Thankfully, I was able to get in touch with the team at Western Australian Seabird Rescue (https://www.facebook.com/wasr.org.au/) who were able to get two volunteers down to rescue the bird, untangle it, and take it away for overnight observation.
(Without a way to ask their permission to publish their photo I thought it best to keep them anonymous)
As I left the park, I picked up any rubbish I saw. Rather than thinking about statistics, I was really associating the rubbish problem with that panicked bird desperately trying to free itself, all because someone was thoughtless with their waste. Sadly, I found a lot of rubbish.
To be honest I wasn’t surprised having regularly seen rubbish like this at Lake Monger and other locations. I decided to check out WASR’s Facebook page and found that they’d rescued three other Darters from Lake Monger in the past month (not to mention numerous other trapped birds from all over Perth).
It was depressing to say the least, but in a weird way, that’s sometimes what you need. Numbers and graphs can make you think but they don’t illicit emotion in the same way that panicked animal did for me. One look at the WASR Facebook page reinforced what I’d been thinking for a while, that Perth (and wider Australia) have a problem with rubbish.

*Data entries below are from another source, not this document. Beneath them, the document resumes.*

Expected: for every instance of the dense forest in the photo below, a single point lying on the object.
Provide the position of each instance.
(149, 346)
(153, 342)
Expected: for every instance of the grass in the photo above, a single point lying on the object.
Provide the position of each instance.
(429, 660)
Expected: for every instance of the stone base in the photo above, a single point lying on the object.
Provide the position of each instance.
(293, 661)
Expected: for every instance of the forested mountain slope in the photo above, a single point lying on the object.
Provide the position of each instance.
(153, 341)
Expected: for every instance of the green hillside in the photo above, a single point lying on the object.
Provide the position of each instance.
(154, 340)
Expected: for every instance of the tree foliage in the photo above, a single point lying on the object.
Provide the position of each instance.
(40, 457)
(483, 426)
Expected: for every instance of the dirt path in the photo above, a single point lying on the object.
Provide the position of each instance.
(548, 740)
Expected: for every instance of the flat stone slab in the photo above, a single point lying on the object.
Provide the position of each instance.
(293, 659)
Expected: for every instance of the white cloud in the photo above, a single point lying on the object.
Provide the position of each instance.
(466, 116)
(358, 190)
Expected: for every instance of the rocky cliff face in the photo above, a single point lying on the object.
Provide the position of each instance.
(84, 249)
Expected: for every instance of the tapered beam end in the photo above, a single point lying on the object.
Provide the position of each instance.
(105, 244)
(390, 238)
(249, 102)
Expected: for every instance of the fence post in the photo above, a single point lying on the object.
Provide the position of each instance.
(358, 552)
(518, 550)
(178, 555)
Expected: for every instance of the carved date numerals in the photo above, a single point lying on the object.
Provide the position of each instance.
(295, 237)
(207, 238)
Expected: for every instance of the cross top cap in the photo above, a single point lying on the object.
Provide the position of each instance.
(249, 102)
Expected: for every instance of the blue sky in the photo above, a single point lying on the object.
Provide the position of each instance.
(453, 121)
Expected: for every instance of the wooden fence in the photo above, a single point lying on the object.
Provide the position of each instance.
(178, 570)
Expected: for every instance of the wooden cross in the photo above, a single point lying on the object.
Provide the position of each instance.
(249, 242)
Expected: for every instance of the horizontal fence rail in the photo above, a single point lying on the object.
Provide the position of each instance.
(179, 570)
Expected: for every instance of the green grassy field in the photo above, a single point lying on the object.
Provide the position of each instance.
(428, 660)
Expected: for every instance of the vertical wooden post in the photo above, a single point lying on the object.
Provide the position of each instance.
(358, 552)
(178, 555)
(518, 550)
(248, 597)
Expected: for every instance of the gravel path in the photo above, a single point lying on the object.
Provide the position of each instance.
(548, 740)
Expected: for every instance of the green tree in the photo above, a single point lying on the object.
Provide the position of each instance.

We can push for governments to recycle waste in Australia rather than shipping it overseas but ultimately, I think the solution starts with us. By reducing the amount of waste, we produce, through composting or better product choice. You can also get involved with private recycling initiatives like Teracycle (https://www.terracycle.com/en-AU). At the very least we can all try to ensure rubbish ends up in a bin and not out in nature. This can apply to your own rubbish, but it can also apply to something to see out in the world. Every time you overcome that gross factor and pick up that plastic bag or bottle or chip packet you see on the street or in the park, you’re stopping it spending the next several hundred years out in nature potentially poisoning, choking and killing wildlife like the Australasian Darter.